Our findings also corroborate previous findings (Kummer et al., 2014; Zernig and Pinheiro, 2015; Pinheiro et al., 2016) that DSI proved to be a stimulus that engenders very mixed responses in mice (as opposed to rats), i.e., preference for or avoidance of DSI-associated contextual stimuli in 48% (i.e., 19 of 40; Figures 2, 3) of the tested mice each, resulting in a group mean around zero preference for DSI. In contrast to DSI, 15 mg/kg i.p. cocaine engendered preference for cocaine-associated contextual stimuli in 100% (i.e., 32 of 32) of the C57BL/6J mice. Thus, 15 mg/kg i.p. cocaine proved to be a much more robustly rewarding stimulus than DSI in C57BL/6J mice. We also demonstrated dose dependence of cocaine CPP in a concurrent CPP procedure, i.e., when pitching the DSI stimulus directly against cocaine, as 1.5 mg/kg i.p. cocaine (as opposed to DSI) produced CPP in only 62% (i.e., 5 of 8) previously DSI-conditioned mice (Figure 3A), whereas 100% (i.e., 8 of 9; Figure 3A) of previously DSI-conditioned mice preferred 15 mg/kg, i.e., a 10-fold higher cocaine dose, to DSI, regardless of the experimenter handling and testing the rats, and confirming previous results obtained by different generations of experimenters (Fritz et al., 2011b; Kummer et al., 2014).
The above findings lead to the following consequences regarding the experimental design of future investigations on the neural basis of the orientation toward DSI vs. cocaine as a prototypical drug of abuse: (1) care must be taken to investigate the neural changes at the level of individual animal, dichotomizing results according to the individual mouse’s preference for vs. avoidance of the DSI-associated contextual stimuli. Analyzing any effect of DSI at the group mean level would give misleading, i.e., false negative, results. (2) In contrast to DSI, 15 mg/kg i.p. cocaine has consistently proved to be a supremely robust rewarding stimulus in C57BL/6J mice, engendering CPP in 100% of the animals, regardless if cocaine is compared to saline in the classic CPP procedure or pitched against DSI in the concurrent CPP procedure. Cocaine CPP also shows a clear dose dependence when pitched against DSI in a concurrent CPP procedure (present study and Kummer et al., 2014), increasing the amount of control the experimenter has with respect to the stimulus intensity—behavioral readout relationship. (3) Mice, by showing a mixed response to the DSI stimulus resulting in a group mean of roughly zero preference, are very different from Sprague-Dawley rats which show a much more pronounced preference for DSI, as consistently shown by both our group over several experimenter generations (Fritz et al., 2011a,b,c; Kummer et al., 2011, 2014, 2015; El Rawas et al., 2012a,b; Prast et al., 2012, 2014) and other independent groups using our paradigm (Yates et al., 2013) or other experimental approaches involving DSI (Peartree et al., 2012). These findings corroborate ample evidence that rats are more prosocial than mice (see e.g., refs in Kummer et al., 2014; Zernig and Pinheiro, 2015; Pinheiro et al., 2016) and the excellent work on social play in rats by Vanderschuren and colleagues (e.g., Trezza et al., 2010; Vanderschuren et al., 2016).

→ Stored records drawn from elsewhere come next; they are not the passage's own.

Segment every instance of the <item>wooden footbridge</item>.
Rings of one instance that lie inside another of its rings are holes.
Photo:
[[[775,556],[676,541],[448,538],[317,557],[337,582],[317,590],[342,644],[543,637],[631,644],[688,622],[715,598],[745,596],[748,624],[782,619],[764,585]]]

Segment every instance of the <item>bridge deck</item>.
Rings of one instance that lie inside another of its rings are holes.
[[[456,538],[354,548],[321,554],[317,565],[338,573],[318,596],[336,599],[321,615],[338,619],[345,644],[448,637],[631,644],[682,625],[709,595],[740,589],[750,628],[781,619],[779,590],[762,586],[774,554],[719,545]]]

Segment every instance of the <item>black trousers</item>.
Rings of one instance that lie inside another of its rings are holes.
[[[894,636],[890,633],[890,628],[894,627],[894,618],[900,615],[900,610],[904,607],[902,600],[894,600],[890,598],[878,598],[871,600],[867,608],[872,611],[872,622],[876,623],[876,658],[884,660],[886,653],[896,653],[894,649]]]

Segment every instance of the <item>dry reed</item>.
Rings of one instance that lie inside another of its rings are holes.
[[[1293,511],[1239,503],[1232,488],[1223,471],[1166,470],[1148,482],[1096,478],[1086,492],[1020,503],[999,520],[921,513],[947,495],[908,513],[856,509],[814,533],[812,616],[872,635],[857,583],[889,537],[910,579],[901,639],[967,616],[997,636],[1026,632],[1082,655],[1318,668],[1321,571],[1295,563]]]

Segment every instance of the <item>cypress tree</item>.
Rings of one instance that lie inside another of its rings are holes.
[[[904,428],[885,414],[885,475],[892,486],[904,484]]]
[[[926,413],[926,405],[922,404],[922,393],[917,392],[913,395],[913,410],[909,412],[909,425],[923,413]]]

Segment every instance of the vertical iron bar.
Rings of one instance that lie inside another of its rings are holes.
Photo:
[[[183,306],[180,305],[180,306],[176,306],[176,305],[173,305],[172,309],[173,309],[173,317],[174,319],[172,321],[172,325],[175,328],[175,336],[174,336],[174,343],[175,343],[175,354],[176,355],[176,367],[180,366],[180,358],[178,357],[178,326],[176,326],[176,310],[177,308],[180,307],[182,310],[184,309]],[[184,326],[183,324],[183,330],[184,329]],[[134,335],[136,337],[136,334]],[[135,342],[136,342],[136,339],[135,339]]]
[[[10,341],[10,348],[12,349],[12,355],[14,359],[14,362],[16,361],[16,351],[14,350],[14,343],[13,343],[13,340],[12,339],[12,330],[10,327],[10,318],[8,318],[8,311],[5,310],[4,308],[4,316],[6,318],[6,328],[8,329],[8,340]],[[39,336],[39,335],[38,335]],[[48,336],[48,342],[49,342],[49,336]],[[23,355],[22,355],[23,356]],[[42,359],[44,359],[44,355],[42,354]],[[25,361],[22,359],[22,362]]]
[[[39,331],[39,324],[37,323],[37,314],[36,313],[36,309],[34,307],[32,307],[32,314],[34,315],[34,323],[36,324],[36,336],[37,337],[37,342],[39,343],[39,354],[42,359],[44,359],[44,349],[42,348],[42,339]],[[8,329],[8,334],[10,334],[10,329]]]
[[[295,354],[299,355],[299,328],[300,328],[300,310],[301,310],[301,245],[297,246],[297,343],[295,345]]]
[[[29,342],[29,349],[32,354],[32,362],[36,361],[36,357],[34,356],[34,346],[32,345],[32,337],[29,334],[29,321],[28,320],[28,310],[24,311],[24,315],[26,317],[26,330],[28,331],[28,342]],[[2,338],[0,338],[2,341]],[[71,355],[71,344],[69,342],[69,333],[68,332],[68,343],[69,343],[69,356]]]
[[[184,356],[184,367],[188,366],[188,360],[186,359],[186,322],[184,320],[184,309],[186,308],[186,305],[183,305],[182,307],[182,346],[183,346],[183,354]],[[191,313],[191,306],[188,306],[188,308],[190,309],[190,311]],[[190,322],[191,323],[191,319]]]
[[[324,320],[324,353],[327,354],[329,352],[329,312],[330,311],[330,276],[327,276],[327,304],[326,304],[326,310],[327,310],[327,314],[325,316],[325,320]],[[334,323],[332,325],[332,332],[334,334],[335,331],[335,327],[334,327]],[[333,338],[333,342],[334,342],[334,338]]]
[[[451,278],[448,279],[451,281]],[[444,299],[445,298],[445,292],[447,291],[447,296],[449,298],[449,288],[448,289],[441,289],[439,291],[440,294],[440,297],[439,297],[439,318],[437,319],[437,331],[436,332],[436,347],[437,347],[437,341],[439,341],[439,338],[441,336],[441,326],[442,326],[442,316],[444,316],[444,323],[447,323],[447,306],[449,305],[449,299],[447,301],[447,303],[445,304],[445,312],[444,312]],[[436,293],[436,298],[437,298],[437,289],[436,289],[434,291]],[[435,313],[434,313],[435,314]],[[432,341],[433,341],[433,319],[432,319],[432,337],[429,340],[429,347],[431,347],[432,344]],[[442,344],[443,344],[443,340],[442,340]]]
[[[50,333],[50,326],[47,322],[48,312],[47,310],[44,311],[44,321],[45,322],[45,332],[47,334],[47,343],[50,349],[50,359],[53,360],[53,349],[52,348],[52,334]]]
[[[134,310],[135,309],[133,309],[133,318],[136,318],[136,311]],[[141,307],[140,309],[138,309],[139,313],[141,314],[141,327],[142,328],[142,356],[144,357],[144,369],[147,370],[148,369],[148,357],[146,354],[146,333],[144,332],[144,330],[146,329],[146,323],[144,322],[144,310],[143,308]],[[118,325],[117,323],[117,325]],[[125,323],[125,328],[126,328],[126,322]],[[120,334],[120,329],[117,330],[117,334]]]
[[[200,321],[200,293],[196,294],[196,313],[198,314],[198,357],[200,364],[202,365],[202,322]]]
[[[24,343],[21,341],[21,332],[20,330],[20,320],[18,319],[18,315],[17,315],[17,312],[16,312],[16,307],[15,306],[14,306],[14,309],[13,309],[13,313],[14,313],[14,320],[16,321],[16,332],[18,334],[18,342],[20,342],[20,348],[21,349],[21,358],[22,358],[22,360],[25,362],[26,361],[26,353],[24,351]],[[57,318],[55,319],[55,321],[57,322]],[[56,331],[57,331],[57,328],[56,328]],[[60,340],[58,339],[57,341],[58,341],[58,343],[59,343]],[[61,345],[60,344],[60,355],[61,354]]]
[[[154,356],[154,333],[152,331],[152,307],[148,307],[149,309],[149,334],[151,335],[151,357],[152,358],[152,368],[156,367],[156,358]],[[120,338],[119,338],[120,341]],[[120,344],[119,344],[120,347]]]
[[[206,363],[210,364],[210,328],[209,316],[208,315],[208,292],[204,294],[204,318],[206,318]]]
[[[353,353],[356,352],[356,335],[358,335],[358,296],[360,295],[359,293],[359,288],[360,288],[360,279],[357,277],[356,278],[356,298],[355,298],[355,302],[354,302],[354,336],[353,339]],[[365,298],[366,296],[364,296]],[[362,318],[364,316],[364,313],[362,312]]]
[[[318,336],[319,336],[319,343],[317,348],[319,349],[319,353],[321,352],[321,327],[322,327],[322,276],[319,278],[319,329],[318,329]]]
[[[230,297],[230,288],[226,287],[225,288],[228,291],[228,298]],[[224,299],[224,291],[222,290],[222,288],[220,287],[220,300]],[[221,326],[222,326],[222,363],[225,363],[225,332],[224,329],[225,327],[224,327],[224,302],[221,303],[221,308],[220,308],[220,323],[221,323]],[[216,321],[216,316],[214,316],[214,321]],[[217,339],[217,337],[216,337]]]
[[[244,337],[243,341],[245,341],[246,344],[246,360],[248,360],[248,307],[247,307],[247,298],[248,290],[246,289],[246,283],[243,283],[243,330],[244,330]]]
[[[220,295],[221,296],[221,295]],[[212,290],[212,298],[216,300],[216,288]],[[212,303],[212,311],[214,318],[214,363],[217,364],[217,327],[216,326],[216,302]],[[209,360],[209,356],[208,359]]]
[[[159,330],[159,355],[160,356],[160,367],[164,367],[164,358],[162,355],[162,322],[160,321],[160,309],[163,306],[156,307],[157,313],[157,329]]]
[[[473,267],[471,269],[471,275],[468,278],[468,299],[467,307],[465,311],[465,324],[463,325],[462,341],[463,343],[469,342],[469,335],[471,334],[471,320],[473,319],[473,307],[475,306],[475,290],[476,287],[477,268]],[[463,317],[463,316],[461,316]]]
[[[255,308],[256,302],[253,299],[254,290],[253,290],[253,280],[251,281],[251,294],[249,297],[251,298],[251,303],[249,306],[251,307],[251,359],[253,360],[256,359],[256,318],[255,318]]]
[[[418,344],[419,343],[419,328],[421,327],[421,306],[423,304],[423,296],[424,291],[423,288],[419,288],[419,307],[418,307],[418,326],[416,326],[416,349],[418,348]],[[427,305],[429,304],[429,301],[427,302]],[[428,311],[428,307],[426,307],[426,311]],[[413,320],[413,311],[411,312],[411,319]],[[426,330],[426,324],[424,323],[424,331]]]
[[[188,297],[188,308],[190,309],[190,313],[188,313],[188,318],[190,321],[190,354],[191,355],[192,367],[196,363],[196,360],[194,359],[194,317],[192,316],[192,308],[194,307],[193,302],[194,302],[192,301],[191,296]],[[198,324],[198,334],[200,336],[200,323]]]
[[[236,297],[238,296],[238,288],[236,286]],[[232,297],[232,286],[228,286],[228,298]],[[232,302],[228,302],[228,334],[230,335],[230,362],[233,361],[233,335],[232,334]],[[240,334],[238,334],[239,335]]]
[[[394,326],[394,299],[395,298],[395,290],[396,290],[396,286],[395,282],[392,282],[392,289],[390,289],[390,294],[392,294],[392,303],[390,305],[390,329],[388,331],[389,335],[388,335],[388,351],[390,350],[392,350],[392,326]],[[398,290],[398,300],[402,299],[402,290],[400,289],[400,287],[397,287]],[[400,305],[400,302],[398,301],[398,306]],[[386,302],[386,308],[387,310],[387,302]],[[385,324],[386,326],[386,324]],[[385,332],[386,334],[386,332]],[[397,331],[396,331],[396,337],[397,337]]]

The fact that the CPP for a stimulus as attractive as 15 mg/kg cocaine could be counterconditioned with the—for C57BL/6J mice—much less uniformly attractive stimulus DSI (Figure 2A) was surprising; we had expected the cocaine conditioning to persist in the face of DSI conditioning in this rodent genus. Similarly, these initially cocaine-conditioned mice, after having been counterconditioned to DSI, did not reacquire/reexpress the initial CPP for cocaine after only one exposure to cocaine (Figure 2A).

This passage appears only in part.